19/10/07

L'enigma di Kaspar Hauser

L’enigma di Kaspar Hauser
di Werner Herzog
(1974 Rft 109’)

Magica ed affascinante allegoria sulla necessità di ritrovare una percezione del mondo incontaminata, sulla possibilità di un nuovo vedere e sentire e pensare senza essere guidati da pregiudizi e monolitica razionalità, sulla necessità di occupare uno spazio anche se da questo ci si sente respinti. Il film è ambientato a Norimberga nel 1824 ed è ispirato ad un fatto reale, quello del giovane Kaspar, che dopo aver passato tutta la sua vita segregato in una cella viene misteriosamente liberato in una piazza, ragazzo selvaggio incapace di parlare e di comunicare con gli abitanti “civilizzati”. In questo incontro/scontro emerge la difficoltà (o impossibilità) per chi sente in modo autonomo di comunicare in un mondo di linguaggi rigidamente codificati, inoltre risalta anche l’agghiacciante e subdola violenza con cui la società cosiddetta civile è pronta ad accogliere la diversità. Geniale l’idea di Herzog di fare interpretare Kaspar da un vero alien(at)o: Bruno S., realmente analfabeta, dopo un’intera esistenza passata tra riformatori e manicomi viene ad essere l’uomo nuovo capace di mettere a nudo tutte le false certezze e le contraddizioni della nostra società grazie alla sua peculiare sensibilità, che gli permette di vedere e sentire senza poi aver la presunzione di organizzare rigidamente il tutto.

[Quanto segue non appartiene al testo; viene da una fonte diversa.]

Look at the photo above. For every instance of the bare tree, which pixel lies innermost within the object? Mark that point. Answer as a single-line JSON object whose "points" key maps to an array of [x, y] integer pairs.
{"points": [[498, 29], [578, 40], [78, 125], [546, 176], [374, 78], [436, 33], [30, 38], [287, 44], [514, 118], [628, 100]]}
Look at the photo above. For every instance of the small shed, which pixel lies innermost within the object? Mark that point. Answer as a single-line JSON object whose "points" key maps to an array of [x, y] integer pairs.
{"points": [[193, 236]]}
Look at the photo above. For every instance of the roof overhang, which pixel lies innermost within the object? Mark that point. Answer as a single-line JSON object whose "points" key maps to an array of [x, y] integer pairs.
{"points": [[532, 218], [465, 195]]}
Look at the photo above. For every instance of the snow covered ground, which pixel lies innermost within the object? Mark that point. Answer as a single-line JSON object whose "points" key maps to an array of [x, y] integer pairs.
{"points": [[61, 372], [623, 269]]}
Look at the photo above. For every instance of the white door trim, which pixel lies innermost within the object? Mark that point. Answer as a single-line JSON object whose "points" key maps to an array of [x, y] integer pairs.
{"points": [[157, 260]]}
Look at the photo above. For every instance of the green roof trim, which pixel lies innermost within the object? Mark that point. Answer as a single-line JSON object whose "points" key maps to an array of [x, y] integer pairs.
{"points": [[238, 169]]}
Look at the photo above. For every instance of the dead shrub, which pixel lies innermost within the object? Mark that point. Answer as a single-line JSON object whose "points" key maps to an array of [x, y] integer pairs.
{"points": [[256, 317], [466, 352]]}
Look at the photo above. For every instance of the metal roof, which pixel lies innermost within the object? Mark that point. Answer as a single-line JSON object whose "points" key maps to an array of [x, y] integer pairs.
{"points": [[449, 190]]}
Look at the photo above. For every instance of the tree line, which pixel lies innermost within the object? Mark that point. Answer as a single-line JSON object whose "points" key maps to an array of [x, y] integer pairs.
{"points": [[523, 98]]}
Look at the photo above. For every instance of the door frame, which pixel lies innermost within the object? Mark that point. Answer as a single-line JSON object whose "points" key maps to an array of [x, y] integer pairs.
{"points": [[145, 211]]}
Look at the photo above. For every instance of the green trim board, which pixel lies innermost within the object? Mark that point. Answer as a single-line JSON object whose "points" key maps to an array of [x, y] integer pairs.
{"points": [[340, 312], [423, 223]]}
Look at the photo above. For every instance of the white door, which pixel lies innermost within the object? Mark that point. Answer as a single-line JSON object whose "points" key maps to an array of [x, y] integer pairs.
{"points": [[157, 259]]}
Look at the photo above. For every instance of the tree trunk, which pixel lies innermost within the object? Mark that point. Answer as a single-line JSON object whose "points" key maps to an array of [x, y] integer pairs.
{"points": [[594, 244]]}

Le esitazioni, gli sforzi che ne conseguono nel parlare, concentrarsi, muoversi, finiscono con l’adattarsi perfettamente al personaggio Kaspar, che a questo punto non è più solo un’idea, ma un volto ed un corpo reali. Grazie a tutto questo Herzog riesce a mostrare una sorta di prima visione delle cose, proprio come se fosse la prima volta che si aprono gli occhi per vedere come è fatto il mondo. Per menti libere.

“Il nuovo fascismo non sfila nelle strade ma sta seduto nei tinelli e nei posti di lavoro ; si annida nei cervelli della gente e costituisce per così dire un avallo allo sfruttamento dall’alto. Questo fascismo non ha ancora raggiunto l’acme. Ma è particolarmente pericoloso perché conduce alla più totale indifferenza verso i soprusi e le violenze che accadono sotto i nostri occhi.”